In diesem Zusammenhang auch wichtig: Wie erwähnt, ist Forschungserfahrung gerne gesehen, aber es ist absolut kein Muss. Die Amerikaner selbst haben nach dem Bachelor auch sehr selten Forschungserfahrung. Man kann dadurch also herausstechen, es ist aber auch ohne definitiv realistisch.
Und noch was: In Deutschland wird man mit solchen Plänen und Ideen sehr schnell belächelt und entmutigt. Ich spreche aus Erfahrung und einige der Antworten hier zeigen es ebenfalls sehr gut... Lass' dich nicht entmutigen! Gerade Bewerber aus Europa haben in meinen Augen oft bessere Chancen in den USA, als man in Deutschland glaubt. Häufig wird ja gesagt, dass man in den USA die TUM oder die RWTH Aachen nicht kennt. Ich versichere dir das Gegenteil! An jeder größeren Uni in den USA kennt man die bekannten Unis in Deutschland auch. Ich selbst habe an der TUM studiert und als ich mich in den USA beworben habe, gab es auffallend viele Professoren die gefragt haben "Oh, by the way: Do you know X?" oder "Did you work with Y?", wobei X und Y Professoren an der TUM waren, mit denen schon zusammengearbeitet wurde (und sei es nur ein einziges Paper). In Deutschland gibt es viele gute Forscher und die kennt man natürlich auch in den USA.
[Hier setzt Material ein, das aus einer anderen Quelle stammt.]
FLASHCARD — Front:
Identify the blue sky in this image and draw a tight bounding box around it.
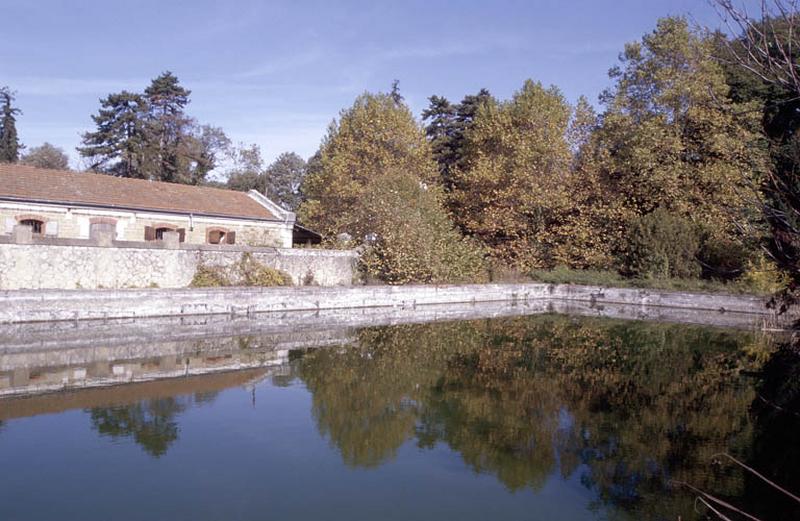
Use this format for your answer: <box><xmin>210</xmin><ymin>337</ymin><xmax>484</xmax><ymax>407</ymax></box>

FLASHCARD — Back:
<box><xmin>0</xmin><ymin>0</ymin><xmax>752</xmax><ymax>171</ymax></box>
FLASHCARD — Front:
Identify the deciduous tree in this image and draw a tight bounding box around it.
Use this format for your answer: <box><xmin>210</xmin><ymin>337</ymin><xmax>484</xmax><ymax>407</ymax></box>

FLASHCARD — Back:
<box><xmin>20</xmin><ymin>142</ymin><xmax>69</xmax><ymax>170</ymax></box>
<box><xmin>596</xmin><ymin>18</ymin><xmax>766</xmax><ymax>272</ymax></box>
<box><xmin>299</xmin><ymin>94</ymin><xmax>483</xmax><ymax>283</ymax></box>
<box><xmin>0</xmin><ymin>87</ymin><xmax>24</xmax><ymax>163</ymax></box>
<box><xmin>448</xmin><ymin>80</ymin><xmax>572</xmax><ymax>270</ymax></box>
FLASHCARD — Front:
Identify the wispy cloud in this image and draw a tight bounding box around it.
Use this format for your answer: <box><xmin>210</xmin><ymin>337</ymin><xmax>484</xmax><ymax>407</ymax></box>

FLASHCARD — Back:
<box><xmin>378</xmin><ymin>36</ymin><xmax>523</xmax><ymax>60</ymax></box>
<box><xmin>235</xmin><ymin>47</ymin><xmax>325</xmax><ymax>79</ymax></box>
<box><xmin>4</xmin><ymin>76</ymin><xmax>150</xmax><ymax>97</ymax></box>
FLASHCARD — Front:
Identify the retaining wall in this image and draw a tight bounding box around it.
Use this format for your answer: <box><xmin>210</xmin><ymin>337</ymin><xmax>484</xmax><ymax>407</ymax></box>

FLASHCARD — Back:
<box><xmin>0</xmin><ymin>283</ymin><xmax>768</xmax><ymax>324</ymax></box>
<box><xmin>0</xmin><ymin>239</ymin><xmax>358</xmax><ymax>290</ymax></box>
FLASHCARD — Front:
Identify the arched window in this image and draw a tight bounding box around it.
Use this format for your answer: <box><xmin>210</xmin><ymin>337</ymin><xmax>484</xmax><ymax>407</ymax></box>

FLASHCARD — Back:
<box><xmin>206</xmin><ymin>226</ymin><xmax>236</xmax><ymax>244</ymax></box>
<box><xmin>156</xmin><ymin>226</ymin><xmax>174</xmax><ymax>241</ymax></box>
<box><xmin>208</xmin><ymin>230</ymin><xmax>227</xmax><ymax>244</ymax></box>
<box><xmin>19</xmin><ymin>219</ymin><xmax>44</xmax><ymax>235</ymax></box>
<box><xmin>144</xmin><ymin>223</ymin><xmax>186</xmax><ymax>242</ymax></box>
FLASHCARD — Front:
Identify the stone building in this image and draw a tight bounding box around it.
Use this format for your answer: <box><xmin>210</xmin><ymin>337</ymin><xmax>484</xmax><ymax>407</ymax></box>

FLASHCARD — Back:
<box><xmin>0</xmin><ymin>164</ymin><xmax>295</xmax><ymax>248</ymax></box>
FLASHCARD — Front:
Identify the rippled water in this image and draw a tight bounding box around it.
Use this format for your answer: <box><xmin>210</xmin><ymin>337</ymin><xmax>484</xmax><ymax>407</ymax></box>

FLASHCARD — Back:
<box><xmin>0</xmin><ymin>316</ymin><xmax>800</xmax><ymax>520</ymax></box>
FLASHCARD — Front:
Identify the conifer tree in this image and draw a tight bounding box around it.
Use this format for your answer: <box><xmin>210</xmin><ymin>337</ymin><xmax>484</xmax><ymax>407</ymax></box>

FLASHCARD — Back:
<box><xmin>78</xmin><ymin>91</ymin><xmax>151</xmax><ymax>179</ymax></box>
<box><xmin>422</xmin><ymin>89</ymin><xmax>495</xmax><ymax>190</ymax></box>
<box><xmin>448</xmin><ymin>80</ymin><xmax>573</xmax><ymax>270</ymax></box>
<box><xmin>144</xmin><ymin>71</ymin><xmax>191</xmax><ymax>182</ymax></box>
<box><xmin>0</xmin><ymin>87</ymin><xmax>23</xmax><ymax>163</ymax></box>
<box><xmin>596</xmin><ymin>18</ymin><xmax>766</xmax><ymax>258</ymax></box>
<box><xmin>78</xmin><ymin>72</ymin><xmax>230</xmax><ymax>184</ymax></box>
<box><xmin>298</xmin><ymin>94</ymin><xmax>484</xmax><ymax>284</ymax></box>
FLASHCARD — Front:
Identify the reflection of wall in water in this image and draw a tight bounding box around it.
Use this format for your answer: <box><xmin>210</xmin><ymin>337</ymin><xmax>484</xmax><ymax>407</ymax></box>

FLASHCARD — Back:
<box><xmin>0</xmin><ymin>330</ymin><xmax>348</xmax><ymax>397</ymax></box>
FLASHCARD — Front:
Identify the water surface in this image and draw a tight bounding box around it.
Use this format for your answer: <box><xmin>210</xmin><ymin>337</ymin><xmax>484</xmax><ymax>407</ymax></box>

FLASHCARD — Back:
<box><xmin>0</xmin><ymin>315</ymin><xmax>800</xmax><ymax>520</ymax></box>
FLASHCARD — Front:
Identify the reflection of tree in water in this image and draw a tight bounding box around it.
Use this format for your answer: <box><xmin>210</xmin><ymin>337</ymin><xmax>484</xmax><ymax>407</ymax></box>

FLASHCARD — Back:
<box><xmin>298</xmin><ymin>326</ymin><xmax>476</xmax><ymax>467</ymax></box>
<box><xmin>89</xmin><ymin>392</ymin><xmax>217</xmax><ymax>458</ymax></box>
<box><xmin>299</xmin><ymin>317</ymin><xmax>797</xmax><ymax>519</ymax></box>
<box><xmin>746</xmin><ymin>346</ymin><xmax>800</xmax><ymax>519</ymax></box>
Zum Schluss noch ein gut gemeinter Rat aus persönlicher Erfahrung: Ich habe meinerzeit auch überlegt, mich in Stanford wegen eines auf meinem Gebiet sehr bekannten Professors zu bewerben. Ich konnte sogar über einen ehemaligen visiting student in seiner Gruppe Kontakt herstellen. Ich habe mich jedoch letzten Endes gegen eine Bewerbung dort entschieden. Warum? Naja...so bekannte Forscher haben oft auch grosse Gruppen mit vielen PhD students. Darunter leidet einerseits die Betreuung man hat manchmal sogar nur alle drei bis vier Monate ein Meeting mit dem Advisor, andererseits herrscht daher in den Gruppen nicht selten eine ziemliche Ellenbogenmentalität. Dort sind nur sehr gute Leute mit sehr hoch gesteckten Zielen. Viele davon tun fast alles, um aus diesem Pool irgendwie herauszustechen. Freizeit gibt es i.d.R. nur sehr sehr wenig.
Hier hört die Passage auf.